では「共和国」ならどうでしょう。何だかますます変です。生物たちがお互いにワイワイと話し合いをするわけではないし、人類以外には縁のなさそうな言葉です。
「帝国」は他の国を侵略併呑して領地を拡大した国家というイメージがします。ローマ帝国、イスラム帝国、モンゴル帝国、オスマン帝国、ロシア帝国、中国の秦以降の各王朝など。日本も戦前は台湾や朝鮮などを支配して生意気にも大日本帝国と称していました。

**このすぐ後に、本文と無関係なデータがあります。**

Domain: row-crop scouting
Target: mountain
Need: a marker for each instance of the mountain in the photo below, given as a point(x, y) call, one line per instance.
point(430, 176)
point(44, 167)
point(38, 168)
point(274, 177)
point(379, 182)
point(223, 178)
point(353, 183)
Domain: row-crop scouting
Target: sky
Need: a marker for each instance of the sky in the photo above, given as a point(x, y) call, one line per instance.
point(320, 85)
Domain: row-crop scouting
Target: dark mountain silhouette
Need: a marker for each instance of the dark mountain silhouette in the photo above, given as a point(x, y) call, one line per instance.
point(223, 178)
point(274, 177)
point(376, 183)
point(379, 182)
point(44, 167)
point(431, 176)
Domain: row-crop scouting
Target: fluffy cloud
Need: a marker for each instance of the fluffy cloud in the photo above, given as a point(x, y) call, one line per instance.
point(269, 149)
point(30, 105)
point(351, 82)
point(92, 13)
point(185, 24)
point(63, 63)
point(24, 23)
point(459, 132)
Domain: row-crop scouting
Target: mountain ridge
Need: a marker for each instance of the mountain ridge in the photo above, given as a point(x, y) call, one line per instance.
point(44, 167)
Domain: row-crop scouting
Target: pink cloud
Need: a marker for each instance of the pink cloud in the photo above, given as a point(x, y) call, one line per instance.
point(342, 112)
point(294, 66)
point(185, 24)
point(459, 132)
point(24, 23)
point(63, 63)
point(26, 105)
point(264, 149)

ここで念のために広辞苑(第五版)を開いてみました(以前、医局で広辞苑で調べ物をしていたら、たまたま通りかかった小児科の木村先生に「まだそんな物を使っている先生がいるんですね」と笑われました)。
ていこく【帝国】皇帝の統治する国家。
こうてい【皇帝】帝国の君主の尊称。
笑っちゃいますね。だから辞書調べはやめられない。一回り小さい角川国語辞典では、 ていこく【帝国】皇帝の統治する国家。
こうてい【皇帝】帝国の君主。
と、ほとんど同じです。どちらかがどちらかのマネをした可能性があります。あるいは両方とも違う辞書からのパクリかもしれません。大体、教科書などは、最新版でも以前の教科書を土台にしているので、そうそう変わるものではありません。

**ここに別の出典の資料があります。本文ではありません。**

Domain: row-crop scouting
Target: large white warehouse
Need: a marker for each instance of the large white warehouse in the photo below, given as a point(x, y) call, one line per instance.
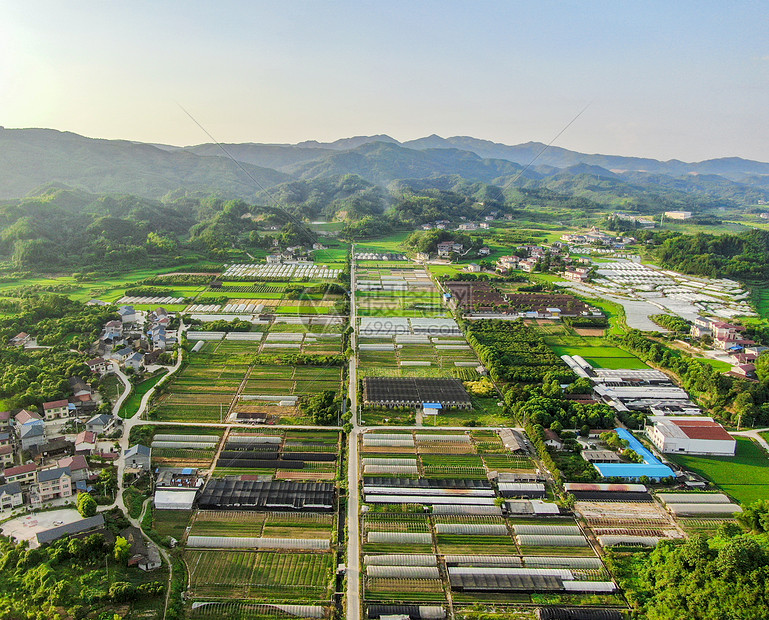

さすがにGoogleはここまで間抜けではなく、いろいろと解説していました。ついでに言うと現在の世界で皇帝に相当するような称号を称しているのは我が国の天皇だけだそうです。戦前と違って日本は帝国ではありません。また皇帝と天皇ではそもそも言葉のなり立ちからして違います。きりがないので皇帝の話題はここまでとします。
さて、本題の「王国」。広辞苑では
おうこく【王国】①王を主権とする国家。②一つの大きな勢力。「野球―」
ついでに角川国語辞典。
おうこく【王国】王を主権者とするくに。「オランダ―」
今回の「王国」は広辞苑の②に相当しますね。まさにピッタリ。文句のつけようがなく拍子抜けしました。それに対して角川は「王を主権者とするくに」のみで、オランダ王国を例にあげていますが、オランダは立憲君主制で主権は国民にあります。
いつもながら愚にもつかないことを書いてしまいましたが、実はこのブログを書いたのは8月29日です。9月は忙しいので書きだめをしました。当院近辺ではすでに秋の気配で赤とんぼが飛び交っていました。まさに「赤とんぼの王国」でした。